The opponent didn't boast national championship credentials. The crowd of 12,207, well shy of filling Verizon Center, lacked Washington's power elite status.

And seventh-ranked Georgetown, playing like a shadow of the team that had walloped Duke just four days earlier, crashed down to earth with a thud Wednesday, suffering a 72-64 defeat at the hands of South Florida.

A certain amount of emotional letdown might have been allowed following the Hoyas' thumping of Duke last Saturday, when it seemed as if Georgetown was at the center of the basketball universe, with President Obama looking on approvingly from a courtside seat.

But after taking a 13-point lead against South Florida in the first half of Wednesday's game, which marked the Hoyas' return to Big East competition, it appeared that Georgetown had another victory well in hand.

Thanks to a spirited defensive effort by Jason Clark, Georgetown had muzzled South Florida's shooting star, Dominique Jones, preventing the Bulls' leading scorer from scoring a single point until nearly 12 minutes had elapsed.

Meantime, Georgetown (16-5, 6-4) was shooting 60 percent from the field, with sophomore center Greg Monroe on a torrid pace.

But after returning from the halftime break with a 35-26 lead, Georgetown let its intensity slip away, and South Florida stormed back with a vengeance.

Jones, held to seven first-half points, finished with a game-high 29.

But the game hardly turned on the junior guard's offensive pyrotechnics.

Georgetown played poorly in multiple facets of the game.

The Hoyas, who had shot 71.7 percent from the floor against Duke, shot just 36 percent in the second half against South Florida.
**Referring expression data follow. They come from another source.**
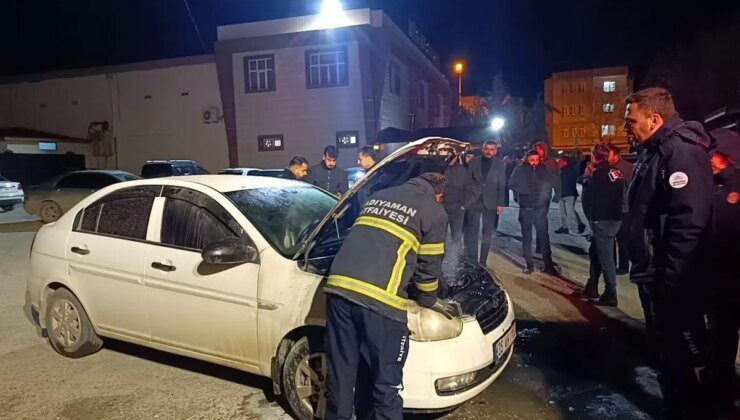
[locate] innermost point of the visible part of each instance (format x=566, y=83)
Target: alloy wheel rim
x=310, y=383
x=65, y=323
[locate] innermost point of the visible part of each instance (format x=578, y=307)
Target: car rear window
x=157, y=170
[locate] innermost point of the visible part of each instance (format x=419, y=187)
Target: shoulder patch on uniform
x=733, y=197
x=615, y=175
x=678, y=180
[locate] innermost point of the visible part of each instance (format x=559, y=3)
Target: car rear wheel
x=50, y=212
x=69, y=329
x=304, y=378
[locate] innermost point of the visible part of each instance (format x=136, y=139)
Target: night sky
x=526, y=39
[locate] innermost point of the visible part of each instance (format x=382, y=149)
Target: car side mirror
x=230, y=251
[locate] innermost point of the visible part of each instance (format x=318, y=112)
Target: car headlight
x=428, y=325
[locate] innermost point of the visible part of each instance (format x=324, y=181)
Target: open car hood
x=431, y=154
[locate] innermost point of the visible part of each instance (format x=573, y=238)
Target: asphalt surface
x=571, y=360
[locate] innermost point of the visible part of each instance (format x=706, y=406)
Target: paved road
x=572, y=360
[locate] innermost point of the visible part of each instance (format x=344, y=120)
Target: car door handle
x=81, y=251
x=163, y=267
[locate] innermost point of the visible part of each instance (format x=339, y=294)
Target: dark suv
x=164, y=168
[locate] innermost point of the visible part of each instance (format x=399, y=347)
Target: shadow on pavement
x=197, y=366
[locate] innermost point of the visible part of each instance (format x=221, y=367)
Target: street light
x=497, y=123
x=459, y=67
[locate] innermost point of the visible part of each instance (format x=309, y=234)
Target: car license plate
x=503, y=344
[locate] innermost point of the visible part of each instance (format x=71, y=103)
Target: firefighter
x=394, y=249
x=670, y=202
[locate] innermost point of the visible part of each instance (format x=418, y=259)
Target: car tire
x=304, y=378
x=68, y=327
x=50, y=212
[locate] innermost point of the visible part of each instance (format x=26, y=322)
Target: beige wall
x=308, y=119
x=168, y=125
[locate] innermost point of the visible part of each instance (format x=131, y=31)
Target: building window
x=394, y=78
x=270, y=142
x=608, y=130
x=422, y=98
x=259, y=73
x=326, y=68
x=348, y=139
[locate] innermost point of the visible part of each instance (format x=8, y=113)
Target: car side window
x=123, y=213
x=193, y=220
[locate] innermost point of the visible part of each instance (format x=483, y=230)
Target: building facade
x=586, y=107
x=271, y=90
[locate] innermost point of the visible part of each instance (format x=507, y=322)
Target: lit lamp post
x=496, y=125
x=459, y=68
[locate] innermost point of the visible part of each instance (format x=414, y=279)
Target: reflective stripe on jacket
x=397, y=240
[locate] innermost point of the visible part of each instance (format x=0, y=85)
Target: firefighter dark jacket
x=396, y=243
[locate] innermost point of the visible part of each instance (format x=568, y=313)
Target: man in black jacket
x=327, y=174
x=533, y=184
x=627, y=170
x=395, y=246
x=723, y=256
x=489, y=173
x=297, y=169
x=670, y=202
x=602, y=202
x=568, y=195
x=462, y=192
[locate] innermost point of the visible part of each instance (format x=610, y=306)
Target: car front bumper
x=470, y=352
x=10, y=200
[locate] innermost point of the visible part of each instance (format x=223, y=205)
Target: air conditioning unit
x=211, y=115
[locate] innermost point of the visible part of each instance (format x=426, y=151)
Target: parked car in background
x=239, y=171
x=230, y=270
x=354, y=174
x=52, y=199
x=11, y=193
x=175, y=167
x=273, y=173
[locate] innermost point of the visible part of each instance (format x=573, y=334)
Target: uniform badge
x=615, y=175
x=678, y=180
x=733, y=197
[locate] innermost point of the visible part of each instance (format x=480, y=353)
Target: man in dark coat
x=297, y=169
x=533, y=183
x=670, y=203
x=626, y=169
x=568, y=195
x=488, y=172
x=327, y=174
x=723, y=256
x=462, y=191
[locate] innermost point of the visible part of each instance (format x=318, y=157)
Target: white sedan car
x=230, y=269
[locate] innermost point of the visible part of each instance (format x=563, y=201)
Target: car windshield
x=284, y=216
x=125, y=176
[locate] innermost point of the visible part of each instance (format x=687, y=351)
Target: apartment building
x=587, y=107
x=271, y=90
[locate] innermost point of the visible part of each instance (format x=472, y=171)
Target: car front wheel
x=304, y=378
x=50, y=212
x=69, y=328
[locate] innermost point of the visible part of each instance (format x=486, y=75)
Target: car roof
x=222, y=183
x=99, y=171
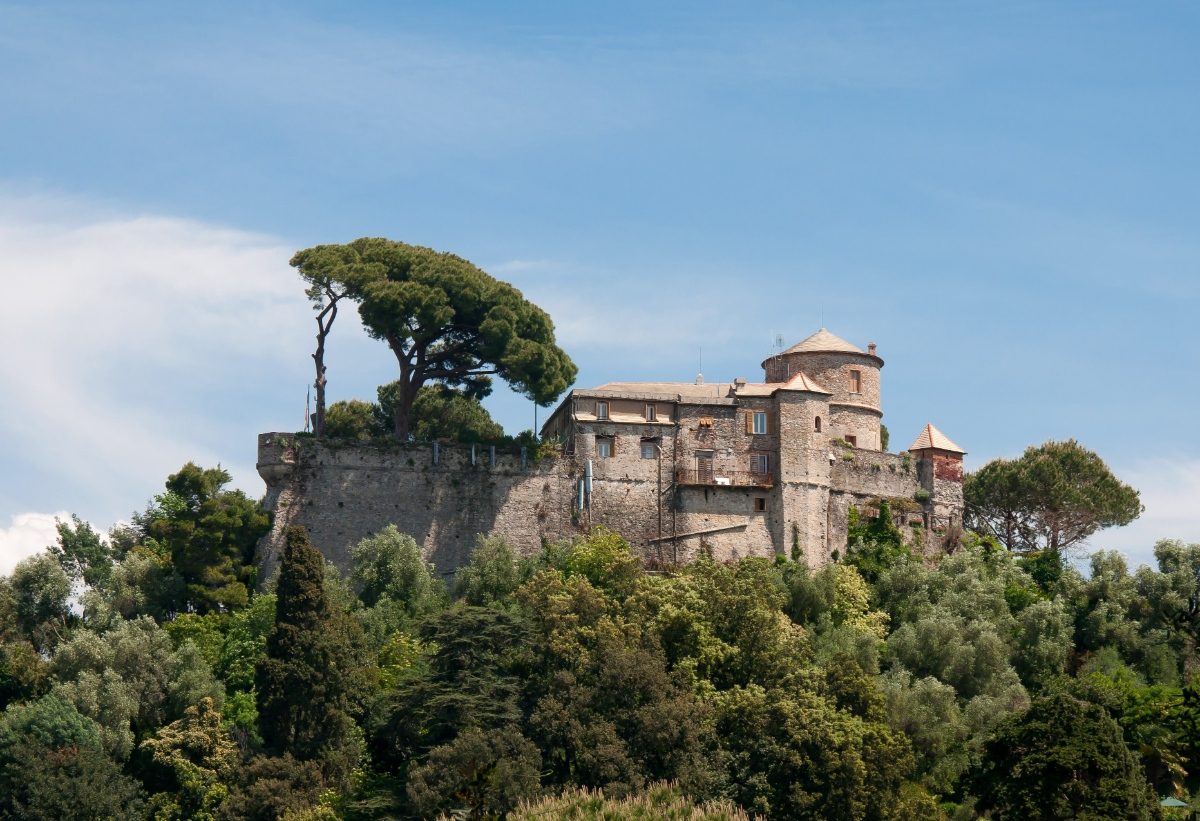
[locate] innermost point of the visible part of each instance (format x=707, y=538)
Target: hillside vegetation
x=143, y=676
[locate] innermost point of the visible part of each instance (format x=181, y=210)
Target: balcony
x=724, y=478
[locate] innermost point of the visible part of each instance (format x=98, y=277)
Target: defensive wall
x=444, y=496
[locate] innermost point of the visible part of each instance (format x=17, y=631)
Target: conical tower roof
x=931, y=437
x=802, y=382
x=825, y=342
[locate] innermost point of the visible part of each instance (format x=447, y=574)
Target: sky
x=1002, y=196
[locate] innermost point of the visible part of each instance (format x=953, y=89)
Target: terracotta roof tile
x=931, y=437
x=823, y=342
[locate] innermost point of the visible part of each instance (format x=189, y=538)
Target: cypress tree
x=305, y=681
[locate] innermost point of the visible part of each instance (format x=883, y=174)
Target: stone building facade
x=729, y=469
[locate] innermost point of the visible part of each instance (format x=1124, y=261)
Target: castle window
x=760, y=421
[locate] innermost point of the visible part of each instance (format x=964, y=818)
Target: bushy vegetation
x=143, y=676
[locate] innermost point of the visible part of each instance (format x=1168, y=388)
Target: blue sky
x=1002, y=196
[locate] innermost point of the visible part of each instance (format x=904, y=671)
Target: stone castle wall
x=444, y=499
x=343, y=493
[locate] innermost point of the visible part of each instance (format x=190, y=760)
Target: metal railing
x=724, y=478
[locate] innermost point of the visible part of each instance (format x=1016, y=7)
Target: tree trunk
x=318, y=358
x=409, y=383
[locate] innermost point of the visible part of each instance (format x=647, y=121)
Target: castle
x=729, y=469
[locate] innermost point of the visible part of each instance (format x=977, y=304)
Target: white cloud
x=1170, y=490
x=135, y=343
x=28, y=534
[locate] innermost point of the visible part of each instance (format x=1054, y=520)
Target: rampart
x=445, y=496
x=441, y=495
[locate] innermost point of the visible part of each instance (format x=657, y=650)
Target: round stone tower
x=850, y=373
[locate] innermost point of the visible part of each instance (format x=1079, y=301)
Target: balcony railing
x=724, y=478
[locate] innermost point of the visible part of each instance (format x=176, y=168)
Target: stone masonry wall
x=346, y=493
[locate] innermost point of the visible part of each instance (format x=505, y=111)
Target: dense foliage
x=447, y=322
x=143, y=676
x=1053, y=497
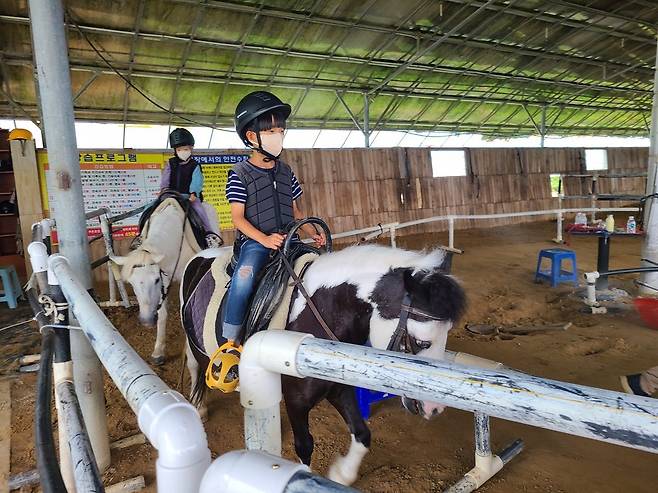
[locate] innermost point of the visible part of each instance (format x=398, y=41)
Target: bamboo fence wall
x=357, y=188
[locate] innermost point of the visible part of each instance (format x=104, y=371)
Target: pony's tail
x=199, y=391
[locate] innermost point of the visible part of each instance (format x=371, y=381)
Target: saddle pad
x=190, y=237
x=220, y=279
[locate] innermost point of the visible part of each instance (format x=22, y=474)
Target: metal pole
x=170, y=423
x=650, y=250
x=51, y=55
x=542, y=127
x=451, y=232
x=366, y=119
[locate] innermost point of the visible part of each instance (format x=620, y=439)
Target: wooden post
x=28, y=193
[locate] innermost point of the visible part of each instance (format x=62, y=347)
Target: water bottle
x=631, y=226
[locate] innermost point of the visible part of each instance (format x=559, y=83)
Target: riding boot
x=213, y=240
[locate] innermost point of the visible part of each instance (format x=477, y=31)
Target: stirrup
x=136, y=242
x=213, y=240
x=222, y=371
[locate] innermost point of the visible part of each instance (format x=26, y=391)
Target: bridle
x=401, y=341
x=164, y=290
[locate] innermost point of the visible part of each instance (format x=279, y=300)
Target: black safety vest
x=180, y=177
x=269, y=195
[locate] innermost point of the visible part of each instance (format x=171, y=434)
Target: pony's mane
x=140, y=256
x=363, y=265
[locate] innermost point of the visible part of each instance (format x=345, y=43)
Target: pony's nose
x=148, y=320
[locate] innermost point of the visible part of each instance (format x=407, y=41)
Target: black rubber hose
x=62, y=347
x=51, y=477
x=290, y=238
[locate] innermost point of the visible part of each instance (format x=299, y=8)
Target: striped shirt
x=237, y=192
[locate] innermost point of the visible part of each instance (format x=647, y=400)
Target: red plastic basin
x=648, y=310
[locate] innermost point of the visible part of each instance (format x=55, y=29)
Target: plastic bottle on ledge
x=631, y=225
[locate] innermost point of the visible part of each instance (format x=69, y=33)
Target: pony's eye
x=423, y=344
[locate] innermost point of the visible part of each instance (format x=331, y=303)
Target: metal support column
x=650, y=250
x=366, y=119
x=542, y=126
x=51, y=55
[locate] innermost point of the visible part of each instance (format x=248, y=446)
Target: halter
x=401, y=341
x=164, y=291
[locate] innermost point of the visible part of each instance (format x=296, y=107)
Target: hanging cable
x=131, y=84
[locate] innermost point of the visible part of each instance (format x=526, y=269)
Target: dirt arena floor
x=410, y=454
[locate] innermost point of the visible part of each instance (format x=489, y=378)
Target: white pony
x=168, y=244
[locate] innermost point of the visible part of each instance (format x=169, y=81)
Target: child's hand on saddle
x=273, y=241
x=320, y=240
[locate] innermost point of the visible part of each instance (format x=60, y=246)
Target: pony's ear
x=156, y=256
x=118, y=260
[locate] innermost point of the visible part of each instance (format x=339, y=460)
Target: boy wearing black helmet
x=183, y=174
x=263, y=193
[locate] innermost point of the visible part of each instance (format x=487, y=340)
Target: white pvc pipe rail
x=604, y=415
x=169, y=422
x=391, y=228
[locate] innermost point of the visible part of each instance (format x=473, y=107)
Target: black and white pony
x=361, y=293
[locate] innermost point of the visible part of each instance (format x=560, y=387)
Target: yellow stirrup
x=221, y=363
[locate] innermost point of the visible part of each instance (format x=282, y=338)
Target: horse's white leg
x=157, y=358
x=193, y=368
x=345, y=469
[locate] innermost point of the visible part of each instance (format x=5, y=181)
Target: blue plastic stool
x=365, y=397
x=555, y=274
x=11, y=286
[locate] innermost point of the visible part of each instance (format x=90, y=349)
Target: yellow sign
x=124, y=180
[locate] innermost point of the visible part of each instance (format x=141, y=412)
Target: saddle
x=204, y=292
x=193, y=218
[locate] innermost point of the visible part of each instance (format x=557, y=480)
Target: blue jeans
x=252, y=258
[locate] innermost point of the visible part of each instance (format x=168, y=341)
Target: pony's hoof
x=340, y=472
x=157, y=360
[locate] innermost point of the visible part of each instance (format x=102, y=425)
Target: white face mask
x=272, y=143
x=184, y=155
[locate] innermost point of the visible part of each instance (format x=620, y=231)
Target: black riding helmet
x=180, y=137
x=254, y=105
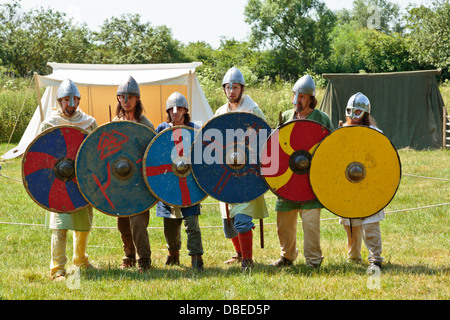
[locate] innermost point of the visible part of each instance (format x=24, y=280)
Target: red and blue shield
x=48, y=169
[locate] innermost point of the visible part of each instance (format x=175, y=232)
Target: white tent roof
x=113, y=75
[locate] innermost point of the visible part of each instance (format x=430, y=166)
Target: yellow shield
x=355, y=172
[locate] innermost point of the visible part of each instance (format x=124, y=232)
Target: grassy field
x=416, y=248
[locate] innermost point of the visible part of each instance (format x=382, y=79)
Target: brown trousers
x=287, y=235
x=371, y=235
x=136, y=245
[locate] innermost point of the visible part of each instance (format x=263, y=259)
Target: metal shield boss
x=167, y=170
x=226, y=157
x=286, y=159
x=109, y=168
x=48, y=169
x=355, y=172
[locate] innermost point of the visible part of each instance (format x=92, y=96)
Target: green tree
x=127, y=40
x=296, y=32
x=429, y=36
x=382, y=15
x=31, y=39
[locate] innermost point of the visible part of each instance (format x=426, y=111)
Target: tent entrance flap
x=407, y=106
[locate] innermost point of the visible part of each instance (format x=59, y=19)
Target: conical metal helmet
x=175, y=100
x=233, y=75
x=68, y=88
x=305, y=85
x=129, y=87
x=358, y=101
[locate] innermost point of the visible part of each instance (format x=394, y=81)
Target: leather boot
x=173, y=258
x=197, y=262
x=236, y=258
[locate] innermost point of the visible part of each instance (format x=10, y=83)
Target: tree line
x=288, y=38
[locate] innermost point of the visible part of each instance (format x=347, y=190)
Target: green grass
x=415, y=247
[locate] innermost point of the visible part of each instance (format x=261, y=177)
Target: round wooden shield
x=225, y=157
x=109, y=168
x=48, y=169
x=355, y=172
x=168, y=172
x=286, y=159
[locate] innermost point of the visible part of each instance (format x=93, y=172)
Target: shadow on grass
x=186, y=272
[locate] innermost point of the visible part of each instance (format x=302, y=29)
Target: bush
x=18, y=102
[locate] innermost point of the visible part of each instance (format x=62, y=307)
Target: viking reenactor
x=304, y=102
x=237, y=218
x=178, y=115
x=368, y=229
x=79, y=221
x=133, y=229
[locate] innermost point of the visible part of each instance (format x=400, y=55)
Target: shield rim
x=400, y=172
x=76, y=171
x=24, y=182
x=214, y=118
x=145, y=162
x=312, y=155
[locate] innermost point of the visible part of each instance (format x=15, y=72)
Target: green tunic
x=322, y=118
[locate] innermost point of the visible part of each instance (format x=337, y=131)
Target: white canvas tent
x=98, y=84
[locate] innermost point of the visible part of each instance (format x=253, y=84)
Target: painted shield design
x=48, y=169
x=355, y=172
x=226, y=157
x=168, y=168
x=109, y=168
x=286, y=159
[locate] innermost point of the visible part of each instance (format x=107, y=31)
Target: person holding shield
x=79, y=221
x=133, y=229
x=304, y=101
x=237, y=218
x=178, y=115
x=368, y=229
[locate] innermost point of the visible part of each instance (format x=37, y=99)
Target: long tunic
x=322, y=118
x=257, y=208
x=80, y=220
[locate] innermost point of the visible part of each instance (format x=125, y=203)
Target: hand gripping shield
x=226, y=157
x=355, y=172
x=286, y=159
x=109, y=168
x=167, y=171
x=48, y=169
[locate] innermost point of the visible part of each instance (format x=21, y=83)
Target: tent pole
x=38, y=92
x=190, y=91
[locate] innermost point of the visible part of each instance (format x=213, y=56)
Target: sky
x=190, y=21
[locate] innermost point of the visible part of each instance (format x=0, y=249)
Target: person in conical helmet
x=178, y=115
x=68, y=97
x=368, y=229
x=358, y=110
x=177, y=110
x=304, y=102
x=240, y=215
x=130, y=106
x=133, y=229
x=79, y=221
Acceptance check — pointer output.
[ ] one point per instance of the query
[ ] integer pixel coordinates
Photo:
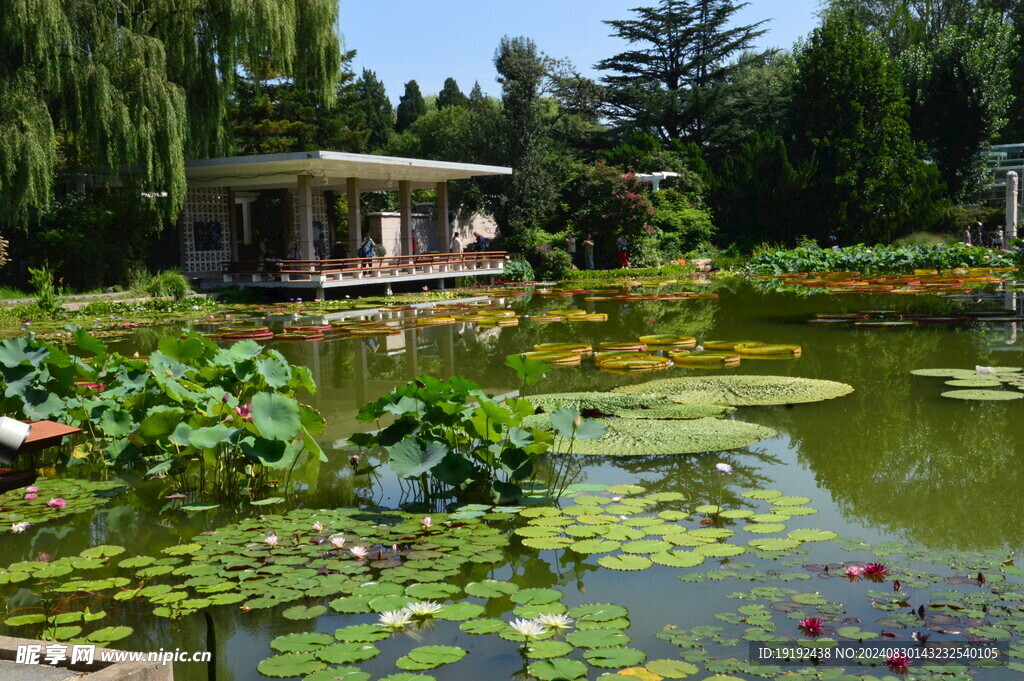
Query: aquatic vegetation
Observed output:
(741, 390)
(451, 437)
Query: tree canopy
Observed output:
(140, 84)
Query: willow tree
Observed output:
(137, 86)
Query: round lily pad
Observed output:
(636, 437)
(983, 394)
(741, 390)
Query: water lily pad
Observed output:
(617, 656)
(636, 437)
(625, 562)
(557, 670)
(993, 395)
(741, 390)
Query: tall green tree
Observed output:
(960, 92)
(680, 49)
(411, 107)
(271, 115)
(378, 117)
(451, 95)
(849, 117)
(141, 84)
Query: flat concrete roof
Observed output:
(330, 170)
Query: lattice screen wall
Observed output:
(206, 229)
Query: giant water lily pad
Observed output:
(636, 437)
(741, 390)
(628, 406)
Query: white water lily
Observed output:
(424, 607)
(395, 619)
(555, 621)
(528, 628)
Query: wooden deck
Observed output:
(323, 274)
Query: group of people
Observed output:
(976, 235)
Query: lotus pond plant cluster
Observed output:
(213, 420)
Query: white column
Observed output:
(406, 219)
(443, 228)
(304, 206)
(352, 195)
(1011, 229)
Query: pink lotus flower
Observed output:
(812, 626)
(898, 664)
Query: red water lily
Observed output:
(812, 626)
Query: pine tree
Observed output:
(451, 95)
(378, 117)
(679, 50)
(411, 107)
(153, 91)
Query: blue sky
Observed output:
(429, 40)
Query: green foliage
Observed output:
(451, 435)
(167, 284)
(850, 119)
(46, 295)
(378, 117)
(153, 90)
(880, 259)
(411, 107)
(518, 269)
(215, 420)
(678, 51)
(550, 264)
(960, 92)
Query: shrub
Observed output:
(551, 264)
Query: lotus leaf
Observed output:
(557, 670)
(741, 390)
(636, 437)
(983, 394)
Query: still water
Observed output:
(891, 462)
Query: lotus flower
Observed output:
(898, 663)
(395, 619)
(812, 626)
(424, 607)
(528, 628)
(555, 621)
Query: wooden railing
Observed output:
(335, 270)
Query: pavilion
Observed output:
(236, 202)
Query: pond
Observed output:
(927, 485)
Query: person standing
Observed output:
(623, 247)
(588, 252)
(570, 247)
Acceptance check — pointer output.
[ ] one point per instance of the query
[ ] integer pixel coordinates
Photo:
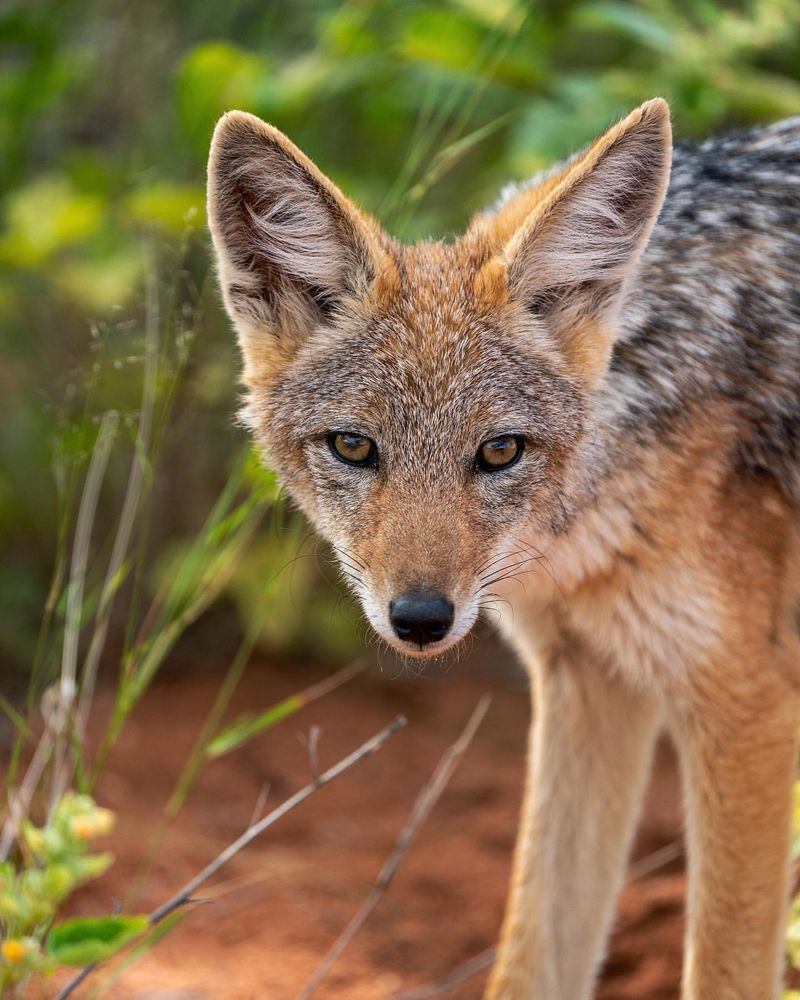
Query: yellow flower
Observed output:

They were woefully off-target from the free throw line when it mattered most, hitting just 11 of 22 overall and missing five in a row in the waning minutes.

And the wheels came off entirely after Monroe was slapped with a second and third foul on consecutive possessions early in the second half. While Monroe stayed in the game until he eventually fouled out with 2:52 remaining, he was rendered nearly toothless.

Georgetown Coach John Thompson III played down the impact of Monroe's foul trouble, saying simply, "We couldn't get into a flow."

And he took pains to credit South Florida.

"They came here, they stayed focused," Thompson said of South Florida (15-7, 5-5), which, with the victory, has won more than four conference games in a single season for the first time since joining the Big East in 2005-06.

South Florida Coach Stan Heath called it "the best win in our school history."

"I have no idea if they were enjoying Duke or looking at [Saturday's upcoming game against] Villanova," Heath said of Georgetown. "But we played really well. We played really hard. We became the more aggressive team in the second half."

Monroe, asked whether he or his teammates had been distracted, said: "I don't know exactly what happened tonight. We definitely weren't looking backwards [at Duke], and we definitely weren't looking forwards [to Villanova]. As a team, we have to be more focused to win games like this.

Monroe and guard Austin Freeman led the Hoyas with 21 points apiece -- the only members of the squad to score in double figures.

There was plenty of reason for the Hoyas to key on Jones, who scored 37 in the Bulls' upset of Pittsburgh on Sunday. And Clark did well early, despite giving up two inches and 45 pounds to South Florida's prolific scorer.

"I'm pulling out my hair -- all the hair I have," Heath, who is bald, said when asked about Jones's early offensive struggles. "I'm thinking, 'What play can we run?' because if we don't get him involved, we're done. We're toast.

After falling behind, 9-8, Georgetown went on an 11-2 run. Freeman hit his first three-pointer and drew a foul in the process.

Chris Wright (eight points) hit his first basket seconds into the second half and struck again on a great pass from Freeman. But a calamitous stretch followed in which Monroe picked up two quick fouls, and South Florida reeled off seven unanswered points.

The Bulls' Mike Mercer tied it at 42-42 from the free throw line.

Jones hit a big-time three-pointer to put South Florida up, 46-44.

And Georgetown turnovers and errant free throws down the stretch sealed the upset.